In the first $2.2 trillion stimulus package, millions of Americans who were laid off or furloughed were paid more money to not be working because of the $600 bonus payment that was above their normal unemployment pay. The Democratic controlled House has sent a proposal to the Republican controlled Senate that would keep this provision in tact through the end of 2020. Senate Majority Leader Mitch McConnell called this proposal ‘dead on arrival,’ saying the Senate would not approve a bill that encouraged people to not work the rest of the year.
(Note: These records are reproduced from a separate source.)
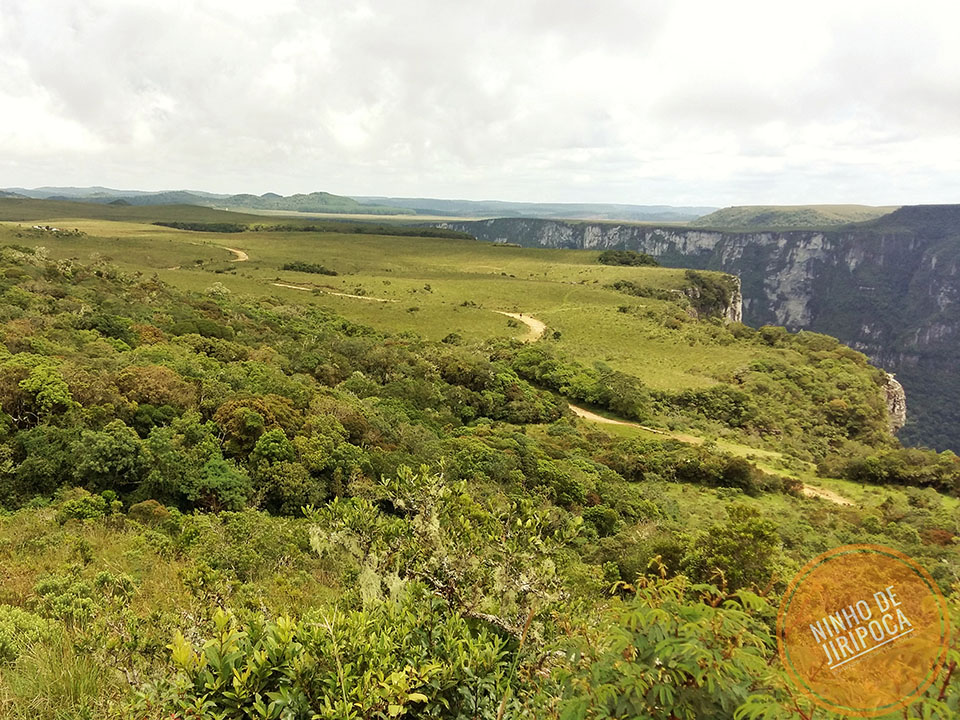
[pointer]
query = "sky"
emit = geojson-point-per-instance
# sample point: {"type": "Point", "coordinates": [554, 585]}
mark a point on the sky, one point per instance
{"type": "Point", "coordinates": [682, 102]}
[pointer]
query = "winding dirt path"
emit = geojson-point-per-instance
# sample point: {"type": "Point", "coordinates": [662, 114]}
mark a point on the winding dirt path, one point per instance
{"type": "Point", "coordinates": [807, 490]}
{"type": "Point", "coordinates": [536, 328]}
{"type": "Point", "coordinates": [824, 494]}
{"type": "Point", "coordinates": [587, 415]}
{"type": "Point", "coordinates": [241, 256]}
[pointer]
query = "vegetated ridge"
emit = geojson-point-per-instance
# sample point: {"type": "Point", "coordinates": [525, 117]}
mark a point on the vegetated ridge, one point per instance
{"type": "Point", "coordinates": [887, 287]}
{"type": "Point", "coordinates": [761, 217]}
{"type": "Point", "coordinates": [222, 504]}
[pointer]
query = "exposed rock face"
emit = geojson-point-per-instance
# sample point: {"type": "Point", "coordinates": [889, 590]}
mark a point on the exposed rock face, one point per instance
{"type": "Point", "coordinates": [889, 288]}
{"type": "Point", "coordinates": [896, 403]}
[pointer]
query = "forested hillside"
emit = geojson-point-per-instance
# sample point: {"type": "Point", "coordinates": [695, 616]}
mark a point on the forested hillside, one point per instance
{"type": "Point", "coordinates": [224, 506]}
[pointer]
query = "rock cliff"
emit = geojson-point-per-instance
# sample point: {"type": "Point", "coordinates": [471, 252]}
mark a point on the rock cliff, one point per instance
{"type": "Point", "coordinates": [889, 287]}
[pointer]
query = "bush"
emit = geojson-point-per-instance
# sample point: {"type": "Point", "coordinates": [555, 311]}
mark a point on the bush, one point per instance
{"type": "Point", "coordinates": [85, 507]}
{"type": "Point", "coordinates": [407, 657]}
{"type": "Point", "coordinates": [301, 266]}
{"type": "Point", "coordinates": [19, 630]}
{"type": "Point", "coordinates": [626, 257]}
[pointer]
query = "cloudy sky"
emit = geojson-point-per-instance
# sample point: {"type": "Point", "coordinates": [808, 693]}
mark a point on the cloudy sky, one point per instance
{"type": "Point", "coordinates": [636, 101]}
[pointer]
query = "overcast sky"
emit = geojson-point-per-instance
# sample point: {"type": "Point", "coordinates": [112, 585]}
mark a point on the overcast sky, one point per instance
{"type": "Point", "coordinates": [635, 101]}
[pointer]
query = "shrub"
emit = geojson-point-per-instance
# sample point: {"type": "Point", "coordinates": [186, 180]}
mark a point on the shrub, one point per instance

Both the Senate, House and President Trump say a second stimulus is needed but the varying changes to get it approved will be hammered out in the coming weeks.
Schwartz says getting creative by implementing the proposed back to work bonus would be a much better idea as opposed to overpaying in benefits in a second stimulus. “We all have talked with people we know who are getting paid more to be at home than when they were at their job,” Schwartz says. “This has been especially bad for the restaurant, hospitality and tourism industries, there’s no way people get back to work until the overpayment problem is fixed. Employers aren’t faulting their employees for taking advantage of the money, they just don’t want to report the employees (to the unemployment claims offices) because it could sever the relationship of their employee coming back to work for them at all.”
As the coronavirus headlines continue to dominate in the United States, other countries have cautiously tamped down their case numbers as life has resumed. When asked about people simply not following guidelines Schwartz says it’s a very difficult thing to mandate. “People are packing into Walmart’s and grocery stores, millions of items are getting touched and passed inside stores like that and it’s nearly impossible to police proper distancing in there,” Schwartz says. “Couple that with people back in restaurants and itching to travel to vacation destinations, it’s good that the mortality rate is low but it’s very difficult to envision a scenario where the case number decreases anytime soon. From a financial standpoint, it’s a financial boon for some companies and total devastation for others.”